Japanese government bond yields edged higher on Tuesday, and an auction of two-year notes met tepid demand amid expectations for the Bank of Japan to exit negative short-term interest rate policy in the new year.
The 10-year JGB yield was 1.5 basis points (bps) higher at 0.625 per cent as of 0430 GMT, while benchmark 10-year JGB futures fell 0.15 yen to 146.46.
The two-year JGB yield was flat at 0.035 per cent, but hadn't traded since the finance ministry announced the auction results, which saw the tail - a measure of demand that subtracts the lowest price at the sale from the average price—widen to 0.021 yen from 0.012 yen last month.

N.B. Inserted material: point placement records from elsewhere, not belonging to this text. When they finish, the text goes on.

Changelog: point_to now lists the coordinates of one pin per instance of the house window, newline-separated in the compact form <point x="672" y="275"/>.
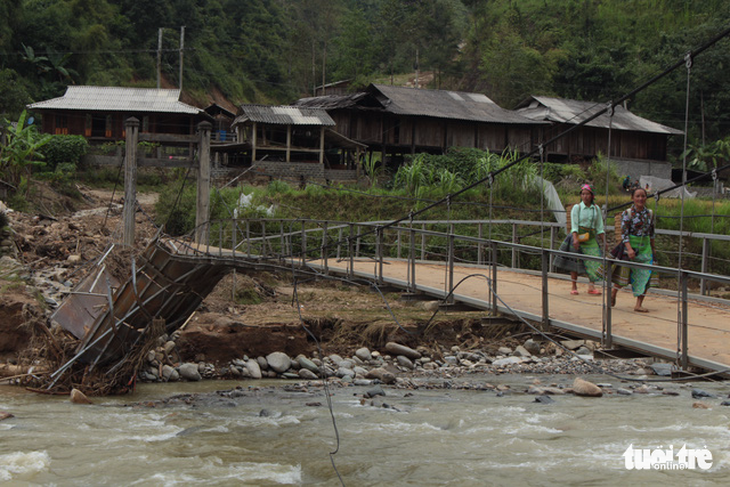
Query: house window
<point x="61" y="125"/>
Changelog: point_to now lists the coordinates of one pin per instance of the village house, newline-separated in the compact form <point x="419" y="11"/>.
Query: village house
<point x="99" y="112"/>
<point x="638" y="145"/>
<point x="397" y="121"/>
<point x="294" y="142"/>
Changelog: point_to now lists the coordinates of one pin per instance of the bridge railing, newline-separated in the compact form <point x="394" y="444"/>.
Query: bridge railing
<point x="486" y="245"/>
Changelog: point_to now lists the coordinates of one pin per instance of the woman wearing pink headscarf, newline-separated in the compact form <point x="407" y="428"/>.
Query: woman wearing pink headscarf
<point x="586" y="227"/>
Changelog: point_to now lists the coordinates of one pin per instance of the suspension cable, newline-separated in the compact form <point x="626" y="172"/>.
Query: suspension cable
<point x="680" y="317"/>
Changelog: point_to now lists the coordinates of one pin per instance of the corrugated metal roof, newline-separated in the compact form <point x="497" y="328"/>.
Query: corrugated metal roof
<point x="561" y="110"/>
<point x="332" y="101"/>
<point x="117" y="99"/>
<point x="456" y="105"/>
<point x="284" y="115"/>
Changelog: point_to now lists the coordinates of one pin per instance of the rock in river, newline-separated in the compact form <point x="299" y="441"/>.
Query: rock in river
<point x="584" y="388"/>
<point x="78" y="397"/>
<point x="189" y="371"/>
<point x="278" y="361"/>
<point x="398" y="349"/>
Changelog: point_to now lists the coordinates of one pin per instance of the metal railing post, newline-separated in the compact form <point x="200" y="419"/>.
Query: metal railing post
<point x="683" y="280"/>
<point x="357" y="245"/>
<point x="451" y="268"/>
<point x="248" y="239"/>
<point x="480" y="247"/>
<point x="234" y="237"/>
<point x="705" y="258"/>
<point x="412" y="261"/>
<point x="493" y="295"/>
<point x="552" y="246"/>
<point x="339" y="243"/>
<point x="324" y="249"/>
<point x="423" y="242"/>
<point x="545" y="297"/>
<point x="379" y="250"/>
<point x="351" y="250"/>
<point x="607" y="337"/>
<point x="263" y="238"/>
<point x="514" y="250"/>
<point x="304" y="243"/>
<point x="282" y="241"/>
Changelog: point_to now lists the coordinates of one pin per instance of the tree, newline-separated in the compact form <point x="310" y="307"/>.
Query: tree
<point x="21" y="151"/>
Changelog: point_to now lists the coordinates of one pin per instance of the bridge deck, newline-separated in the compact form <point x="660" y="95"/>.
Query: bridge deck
<point x="654" y="333"/>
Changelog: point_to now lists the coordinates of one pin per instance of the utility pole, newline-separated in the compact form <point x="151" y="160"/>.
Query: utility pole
<point x="159" y="56"/>
<point x="182" y="46"/>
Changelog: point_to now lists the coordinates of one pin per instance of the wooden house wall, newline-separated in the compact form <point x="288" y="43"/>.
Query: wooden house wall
<point x="519" y="137"/>
<point x="491" y="136"/>
<point x="70" y="122"/>
<point x="589" y="141"/>
<point x="460" y="134"/>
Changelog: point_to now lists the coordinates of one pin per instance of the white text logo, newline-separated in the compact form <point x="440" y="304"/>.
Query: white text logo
<point x="667" y="459"/>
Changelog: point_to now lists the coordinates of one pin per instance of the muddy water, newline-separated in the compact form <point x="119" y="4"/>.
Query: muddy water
<point x="428" y="437"/>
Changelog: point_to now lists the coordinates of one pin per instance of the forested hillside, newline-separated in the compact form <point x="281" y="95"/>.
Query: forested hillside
<point x="274" y="51"/>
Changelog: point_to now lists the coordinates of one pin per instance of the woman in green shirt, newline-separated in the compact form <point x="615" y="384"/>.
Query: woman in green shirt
<point x="586" y="228"/>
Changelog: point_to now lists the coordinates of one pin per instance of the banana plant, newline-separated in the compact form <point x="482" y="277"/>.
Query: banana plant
<point x="20" y="151"/>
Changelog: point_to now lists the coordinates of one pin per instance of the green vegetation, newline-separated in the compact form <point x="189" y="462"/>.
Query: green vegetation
<point x="20" y="153"/>
<point x="267" y="51"/>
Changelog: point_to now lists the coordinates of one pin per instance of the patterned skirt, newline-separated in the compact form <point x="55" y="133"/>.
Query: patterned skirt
<point x="590" y="268"/>
<point x="640" y="279"/>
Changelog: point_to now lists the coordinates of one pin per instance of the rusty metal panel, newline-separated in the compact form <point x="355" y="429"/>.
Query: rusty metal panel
<point x="86" y="302"/>
<point x="165" y="286"/>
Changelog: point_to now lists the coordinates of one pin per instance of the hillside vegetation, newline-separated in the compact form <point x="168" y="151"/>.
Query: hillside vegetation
<point x="274" y="51"/>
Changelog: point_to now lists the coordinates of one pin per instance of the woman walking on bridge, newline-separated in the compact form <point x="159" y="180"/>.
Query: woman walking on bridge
<point x="637" y="245"/>
<point x="586" y="227"/>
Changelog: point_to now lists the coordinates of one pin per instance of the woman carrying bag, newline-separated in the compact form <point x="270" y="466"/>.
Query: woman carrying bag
<point x="637" y="245"/>
<point x="586" y="227"/>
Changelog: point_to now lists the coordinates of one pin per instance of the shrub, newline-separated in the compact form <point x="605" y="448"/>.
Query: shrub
<point x="65" y="149"/>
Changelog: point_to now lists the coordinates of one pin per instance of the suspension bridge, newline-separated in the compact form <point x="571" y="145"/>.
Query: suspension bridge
<point x="495" y="277"/>
<point x="444" y="260"/>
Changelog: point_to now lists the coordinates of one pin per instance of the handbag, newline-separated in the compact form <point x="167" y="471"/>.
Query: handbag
<point x="584" y="237"/>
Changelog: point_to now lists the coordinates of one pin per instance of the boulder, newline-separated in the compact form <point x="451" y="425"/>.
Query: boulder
<point x="532" y="346"/>
<point x="169" y="373"/>
<point x="382" y="375"/>
<point x="375" y="391"/>
<point x="189" y="371"/>
<point x="363" y="354"/>
<point x="544" y="400"/>
<point x="307" y="374"/>
<point x="404" y="361"/>
<point x="254" y="369"/>
<point x="699" y="393"/>
<point x="507" y="361"/>
<point x="521" y="351"/>
<point x="78" y="397"/>
<point x="582" y="387"/>
<point x="343" y="372"/>
<point x="398" y="349"/>
<point x="305" y="363"/>
<point x="278" y="362"/>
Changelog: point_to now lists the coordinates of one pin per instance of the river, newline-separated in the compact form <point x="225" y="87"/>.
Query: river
<point x="271" y="436"/>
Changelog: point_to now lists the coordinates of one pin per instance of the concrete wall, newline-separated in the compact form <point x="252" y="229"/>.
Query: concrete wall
<point x="637" y="168"/>
<point x="295" y="170"/>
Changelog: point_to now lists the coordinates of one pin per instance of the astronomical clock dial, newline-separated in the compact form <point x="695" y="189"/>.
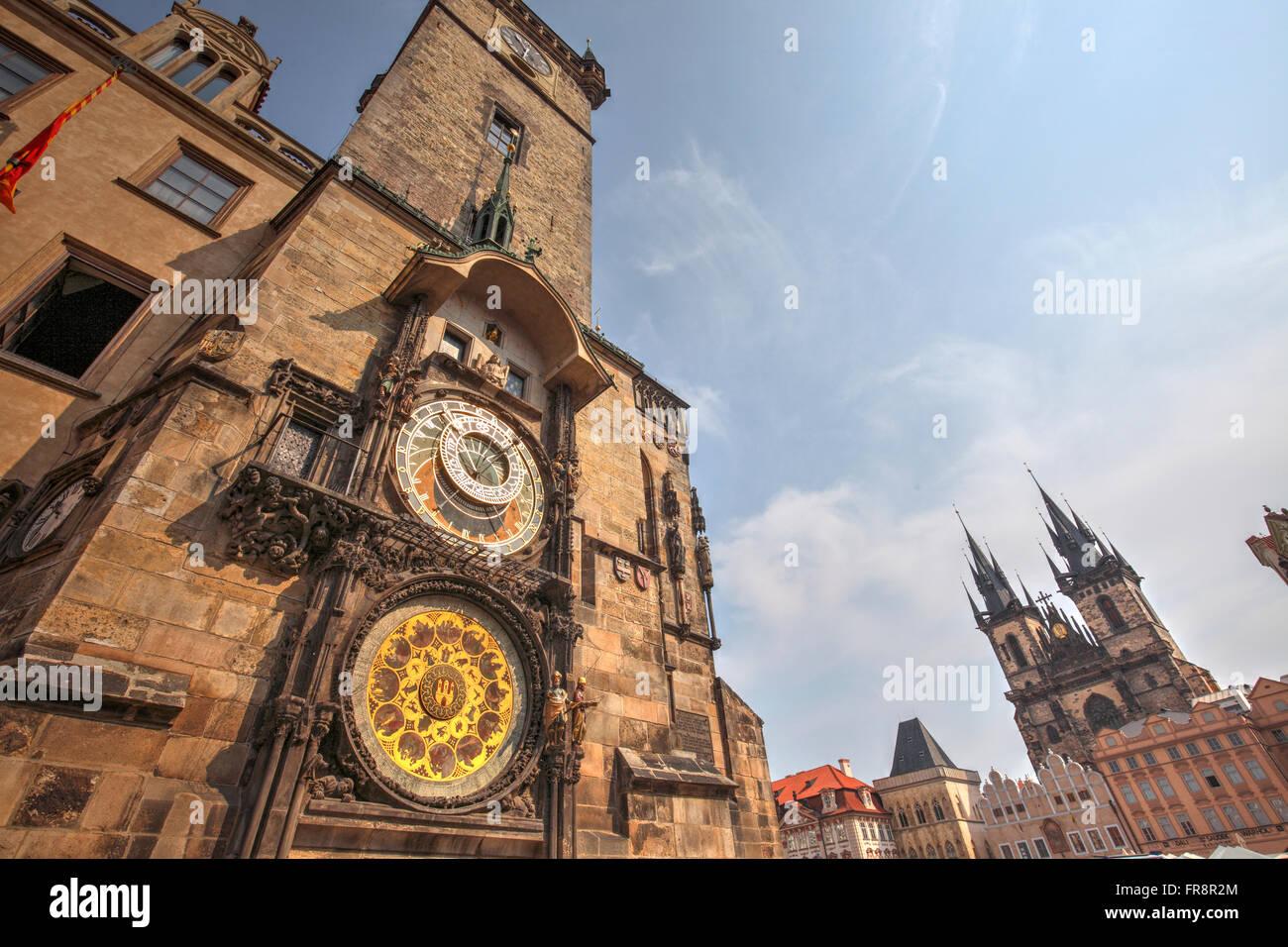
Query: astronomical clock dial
<point x="467" y="472"/>
<point x="439" y="696"/>
<point x="54" y="514"/>
<point x="524" y="51"/>
<point x="441" y="702"/>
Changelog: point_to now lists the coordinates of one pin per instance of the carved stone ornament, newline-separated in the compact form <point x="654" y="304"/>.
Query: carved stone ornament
<point x="287" y="526"/>
<point x="219" y="344"/>
<point x="286" y="373"/>
<point x="492" y="369"/>
<point x="706" y="578"/>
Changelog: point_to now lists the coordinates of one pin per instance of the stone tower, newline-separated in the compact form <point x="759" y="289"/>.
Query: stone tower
<point x="1109" y="663"/>
<point x="934" y="804"/>
<point x="376" y="545"/>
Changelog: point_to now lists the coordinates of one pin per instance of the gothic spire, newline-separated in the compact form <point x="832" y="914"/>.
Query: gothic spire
<point x="974" y="608"/>
<point x="1076" y="544"/>
<point x="493" y="223"/>
<point x="990" y="579"/>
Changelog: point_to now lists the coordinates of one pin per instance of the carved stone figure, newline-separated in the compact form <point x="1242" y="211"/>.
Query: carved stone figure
<point x="706" y="578"/>
<point x="554" y="716"/>
<point x="492" y="369"/>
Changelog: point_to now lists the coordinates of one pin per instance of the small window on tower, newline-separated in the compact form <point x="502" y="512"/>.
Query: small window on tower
<point x="69" y="320"/>
<point x="515" y="382"/>
<point x="503" y="133"/>
<point x="454" y="344"/>
<point x="167" y="54"/>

BOJ Governor Kazuo Ueda said on Monday that the likelihood of achieving the central bank's inflation target was "gradually rising" and that it would consider changing policy if prospects of sustainably achieving the 2 per cent target increased "sufficiently.".
The language differed slightly from Ueda's usual phrase, calling for the need to "patiently" maintain an ultra-loose policy for the time being.
"The BOJ looks set to end its negative rate policy by April at the latest," Mizuho Securities economists Yasunari Ueno and Shintaro Inagaki said in a research note.
"Rather than do nothing, it may need to make a leap of faith, changing policy even while some (economic) signals are still amber or red," rather than waiting for perfect conditions, "because the economic data in the real world are always going to be mixed," they said.
The BOJ's next policy meeting runs Jan. 22–23.
The five-year JGB yield rose 1 bp to 0.240 per cent.
In the superlong sector, the 20-year yield added 2 bps to 1.370 per cent and the 30-year yield gained 1.5 bps to 1.595 per cent.